Open flaneur2020 opened 2 months ago

flaneur2020 commented 2 months ago

a follow up of #9

from discord: https://discord.com/channels/1232385660460204122/1232385660946616433/1280048188514107449

criccomini commented 2 months ago

Adding a little color here:

Right now, the partition fetches are synchronous. So a single 4KiB block read can result in a 16MiB object storage read because we're reading the entire partition. A 16MiB is going to have (much) higher latency than a 4KiB read. Some users will prefer to have the 4KiB latency on their 4KiB read, but they might still wish to have a read cache. We should let such users enable asynchronous object partition fetches. This will result in 2 reads to object storage (one for the 4KiB read that was requested, and one for the 16MiB object partition for caching purposes). The trade off here is the cost of two API calls (thus, increased cloud spend); a tradeoff the users will choose to take in exchange for better latency.

criccomini commented 2 months ago

@flaneur2020 This was in the original issue title:

allow not blocking the normal get/put operations

Does my summary above account for this, or were you thinking of something else?

flaneur2020 commented 2 months ago

@criccomini I think your description in the comment is much clearer, thank you for the detailed explanation :+1:

flaneur2020 commented 1 month ago

came across a slide from Jeff Dean which might be related with this issue:

image

this technique is called as "Backup Task" in this slide, which is being used to hide the latency.

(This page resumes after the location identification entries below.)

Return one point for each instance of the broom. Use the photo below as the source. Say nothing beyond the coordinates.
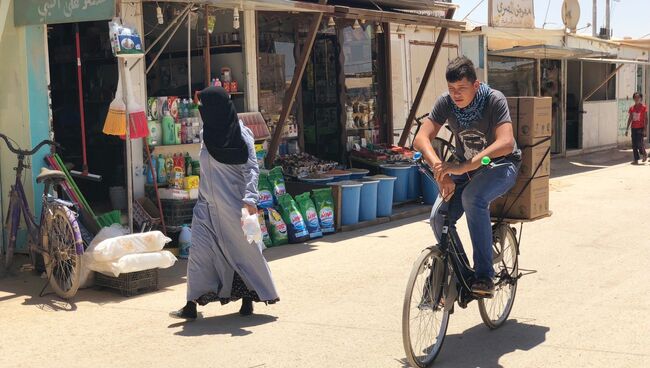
(115, 123)
(138, 126)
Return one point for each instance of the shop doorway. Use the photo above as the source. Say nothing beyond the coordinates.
(105, 154)
(574, 105)
(321, 105)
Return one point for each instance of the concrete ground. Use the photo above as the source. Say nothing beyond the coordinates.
(586, 306)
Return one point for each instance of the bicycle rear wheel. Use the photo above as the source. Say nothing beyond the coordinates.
(424, 318)
(495, 311)
(61, 239)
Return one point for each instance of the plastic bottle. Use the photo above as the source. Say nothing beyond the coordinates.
(151, 174)
(169, 169)
(168, 129)
(188, 164)
(184, 242)
(161, 174)
(177, 132)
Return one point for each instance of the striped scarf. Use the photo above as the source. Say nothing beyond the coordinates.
(474, 111)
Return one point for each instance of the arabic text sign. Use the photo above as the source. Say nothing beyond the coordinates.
(512, 13)
(28, 12)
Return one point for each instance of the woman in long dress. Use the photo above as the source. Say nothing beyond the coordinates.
(223, 266)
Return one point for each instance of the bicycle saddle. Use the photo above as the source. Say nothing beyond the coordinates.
(50, 174)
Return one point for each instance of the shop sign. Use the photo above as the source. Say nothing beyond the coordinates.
(511, 13)
(29, 12)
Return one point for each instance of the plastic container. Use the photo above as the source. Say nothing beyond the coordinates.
(385, 191)
(368, 202)
(402, 173)
(318, 180)
(357, 174)
(339, 176)
(429, 190)
(184, 242)
(351, 197)
(415, 183)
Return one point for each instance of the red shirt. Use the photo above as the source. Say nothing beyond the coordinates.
(638, 113)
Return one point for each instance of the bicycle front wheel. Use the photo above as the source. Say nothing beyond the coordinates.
(424, 318)
(495, 311)
(61, 239)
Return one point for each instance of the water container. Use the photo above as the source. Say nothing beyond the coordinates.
(356, 174)
(414, 188)
(429, 190)
(351, 197)
(184, 242)
(385, 191)
(169, 129)
(368, 203)
(402, 173)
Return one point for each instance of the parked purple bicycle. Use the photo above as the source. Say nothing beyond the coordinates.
(57, 236)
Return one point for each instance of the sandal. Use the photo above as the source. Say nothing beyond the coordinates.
(483, 287)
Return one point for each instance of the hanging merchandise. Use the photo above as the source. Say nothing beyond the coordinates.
(309, 214)
(325, 207)
(115, 123)
(276, 178)
(277, 228)
(265, 190)
(296, 228)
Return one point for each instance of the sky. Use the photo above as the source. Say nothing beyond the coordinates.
(628, 17)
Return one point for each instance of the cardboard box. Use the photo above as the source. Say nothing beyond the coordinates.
(532, 157)
(532, 118)
(533, 202)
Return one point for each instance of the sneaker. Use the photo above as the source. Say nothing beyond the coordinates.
(246, 307)
(483, 287)
(188, 312)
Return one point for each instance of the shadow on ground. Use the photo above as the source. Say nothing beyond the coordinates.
(231, 324)
(480, 347)
(589, 162)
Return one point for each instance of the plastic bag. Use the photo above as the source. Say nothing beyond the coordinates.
(266, 238)
(116, 247)
(296, 228)
(309, 214)
(251, 226)
(265, 190)
(277, 228)
(276, 178)
(325, 207)
(135, 263)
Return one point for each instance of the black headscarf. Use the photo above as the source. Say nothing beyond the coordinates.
(221, 130)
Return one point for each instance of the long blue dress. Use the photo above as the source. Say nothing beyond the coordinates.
(223, 266)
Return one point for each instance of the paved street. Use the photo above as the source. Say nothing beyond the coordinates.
(586, 306)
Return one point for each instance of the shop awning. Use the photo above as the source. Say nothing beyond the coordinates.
(616, 61)
(401, 12)
(546, 52)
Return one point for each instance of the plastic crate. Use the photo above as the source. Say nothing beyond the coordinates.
(178, 212)
(130, 284)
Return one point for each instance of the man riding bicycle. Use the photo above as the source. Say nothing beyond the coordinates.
(479, 119)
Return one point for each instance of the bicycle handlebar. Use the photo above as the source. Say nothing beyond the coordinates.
(26, 152)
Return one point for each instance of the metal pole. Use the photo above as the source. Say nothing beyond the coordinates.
(607, 13)
(189, 55)
(594, 18)
(129, 173)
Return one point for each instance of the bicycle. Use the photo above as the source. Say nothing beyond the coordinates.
(57, 237)
(442, 276)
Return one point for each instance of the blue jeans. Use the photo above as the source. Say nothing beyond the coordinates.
(473, 197)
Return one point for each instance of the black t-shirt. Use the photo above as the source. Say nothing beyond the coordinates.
(481, 133)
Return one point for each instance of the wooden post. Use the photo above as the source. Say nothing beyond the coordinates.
(425, 80)
(290, 95)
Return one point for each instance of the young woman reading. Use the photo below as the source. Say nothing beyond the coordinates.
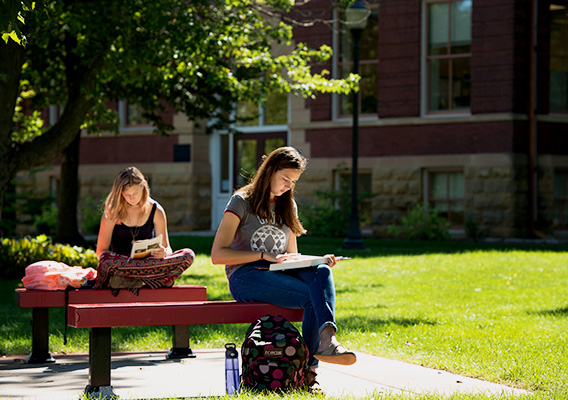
(130, 214)
(260, 226)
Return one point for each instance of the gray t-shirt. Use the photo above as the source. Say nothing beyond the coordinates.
(254, 233)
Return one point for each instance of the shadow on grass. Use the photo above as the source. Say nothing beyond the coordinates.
(559, 312)
(364, 325)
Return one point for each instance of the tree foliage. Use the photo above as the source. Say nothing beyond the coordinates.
(199, 57)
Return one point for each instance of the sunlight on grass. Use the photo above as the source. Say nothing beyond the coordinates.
(494, 312)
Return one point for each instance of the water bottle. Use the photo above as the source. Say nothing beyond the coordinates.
(231, 369)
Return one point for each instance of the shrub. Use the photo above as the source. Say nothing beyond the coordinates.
(17, 254)
(421, 225)
(323, 218)
(45, 222)
(330, 215)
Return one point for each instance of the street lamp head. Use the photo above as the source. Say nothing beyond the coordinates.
(356, 15)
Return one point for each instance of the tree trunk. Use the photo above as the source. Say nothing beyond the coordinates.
(67, 224)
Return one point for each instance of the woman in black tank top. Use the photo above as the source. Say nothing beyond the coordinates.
(130, 215)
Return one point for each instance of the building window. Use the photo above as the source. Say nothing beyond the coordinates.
(446, 195)
(561, 200)
(364, 181)
(273, 111)
(448, 55)
(368, 65)
(559, 56)
(249, 149)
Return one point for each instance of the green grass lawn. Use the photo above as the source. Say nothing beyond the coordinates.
(493, 311)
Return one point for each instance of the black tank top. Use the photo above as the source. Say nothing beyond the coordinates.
(123, 235)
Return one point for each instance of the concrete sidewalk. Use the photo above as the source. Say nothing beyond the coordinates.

i also found a similiar term "Backup Request" in bRPC doc:

Sometimes in order to ensure availability, we need to visit two services at the same time and get the result coming back first.

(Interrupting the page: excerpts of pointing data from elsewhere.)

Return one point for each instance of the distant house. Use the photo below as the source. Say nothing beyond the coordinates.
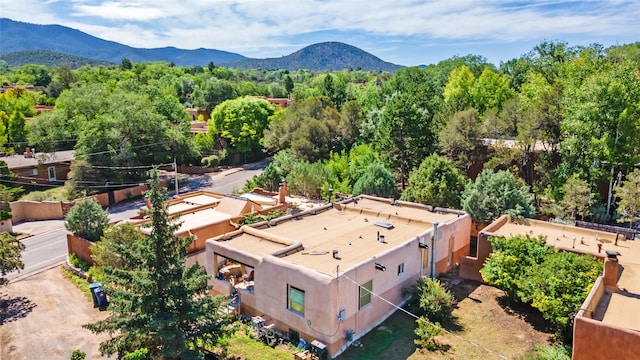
(282, 103)
(41, 168)
(323, 273)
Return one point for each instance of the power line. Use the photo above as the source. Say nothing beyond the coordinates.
(425, 320)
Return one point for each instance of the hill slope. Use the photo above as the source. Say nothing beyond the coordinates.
(18, 36)
(321, 57)
(49, 58)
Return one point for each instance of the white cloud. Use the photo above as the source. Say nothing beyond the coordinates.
(268, 28)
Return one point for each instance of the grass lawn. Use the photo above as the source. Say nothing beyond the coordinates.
(481, 318)
(241, 346)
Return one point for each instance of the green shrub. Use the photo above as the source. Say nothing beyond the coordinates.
(87, 220)
(211, 161)
(78, 355)
(426, 332)
(435, 301)
(78, 263)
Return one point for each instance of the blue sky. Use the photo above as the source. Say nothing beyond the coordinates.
(406, 32)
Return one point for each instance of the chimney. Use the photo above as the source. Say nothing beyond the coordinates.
(611, 269)
(282, 192)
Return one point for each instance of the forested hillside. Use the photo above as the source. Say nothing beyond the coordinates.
(19, 36)
(327, 56)
(49, 59)
(553, 133)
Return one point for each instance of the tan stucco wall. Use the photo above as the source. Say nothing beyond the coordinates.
(206, 232)
(80, 247)
(327, 294)
(594, 340)
(35, 210)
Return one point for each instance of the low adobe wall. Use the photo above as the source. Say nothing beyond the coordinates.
(36, 210)
(595, 340)
(80, 247)
(22, 210)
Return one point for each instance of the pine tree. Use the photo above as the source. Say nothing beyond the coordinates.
(156, 302)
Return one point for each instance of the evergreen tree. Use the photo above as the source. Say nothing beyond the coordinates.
(158, 303)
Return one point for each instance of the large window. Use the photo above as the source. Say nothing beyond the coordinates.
(295, 298)
(365, 294)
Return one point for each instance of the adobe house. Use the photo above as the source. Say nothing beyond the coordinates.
(315, 273)
(42, 168)
(607, 325)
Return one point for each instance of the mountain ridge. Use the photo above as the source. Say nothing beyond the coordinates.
(20, 36)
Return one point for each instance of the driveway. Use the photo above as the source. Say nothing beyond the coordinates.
(41, 317)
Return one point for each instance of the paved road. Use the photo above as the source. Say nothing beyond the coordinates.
(42, 252)
(48, 246)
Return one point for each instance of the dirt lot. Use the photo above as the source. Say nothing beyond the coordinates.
(42, 318)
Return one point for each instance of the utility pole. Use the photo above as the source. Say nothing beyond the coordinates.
(433, 250)
(175, 168)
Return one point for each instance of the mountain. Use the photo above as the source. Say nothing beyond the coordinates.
(18, 36)
(49, 58)
(321, 57)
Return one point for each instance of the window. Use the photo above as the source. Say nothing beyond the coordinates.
(295, 299)
(365, 294)
(52, 173)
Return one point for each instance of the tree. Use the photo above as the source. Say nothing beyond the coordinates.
(495, 194)
(87, 219)
(510, 260)
(288, 84)
(406, 134)
(436, 182)
(577, 199)
(16, 132)
(435, 301)
(458, 93)
(559, 285)
(157, 302)
(461, 138)
(126, 64)
(241, 122)
(212, 93)
(10, 252)
(306, 179)
(629, 194)
(104, 252)
(376, 180)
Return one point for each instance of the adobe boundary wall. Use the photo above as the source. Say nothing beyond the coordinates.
(26, 210)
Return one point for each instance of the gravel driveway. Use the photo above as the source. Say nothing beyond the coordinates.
(41, 317)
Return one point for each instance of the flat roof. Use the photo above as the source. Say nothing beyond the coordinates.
(621, 307)
(348, 228)
(19, 161)
(197, 219)
(618, 308)
(191, 202)
(255, 245)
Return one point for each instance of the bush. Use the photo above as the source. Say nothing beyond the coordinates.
(87, 220)
(211, 161)
(426, 332)
(78, 355)
(435, 301)
(78, 263)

https://brpc.apache.org/docs/client/backup-request/

criccomini commented 1 month ago

Ohh, interesting. I guess the idea is to work around cases where a given S3 GET is slow for a one-off reason. More than one parallel fetch of the same data, and just use whichever comes back first. The tradeoff is API bill, right? Seems like a reasonable config, though. Would be good to test and see how it improves tail latency.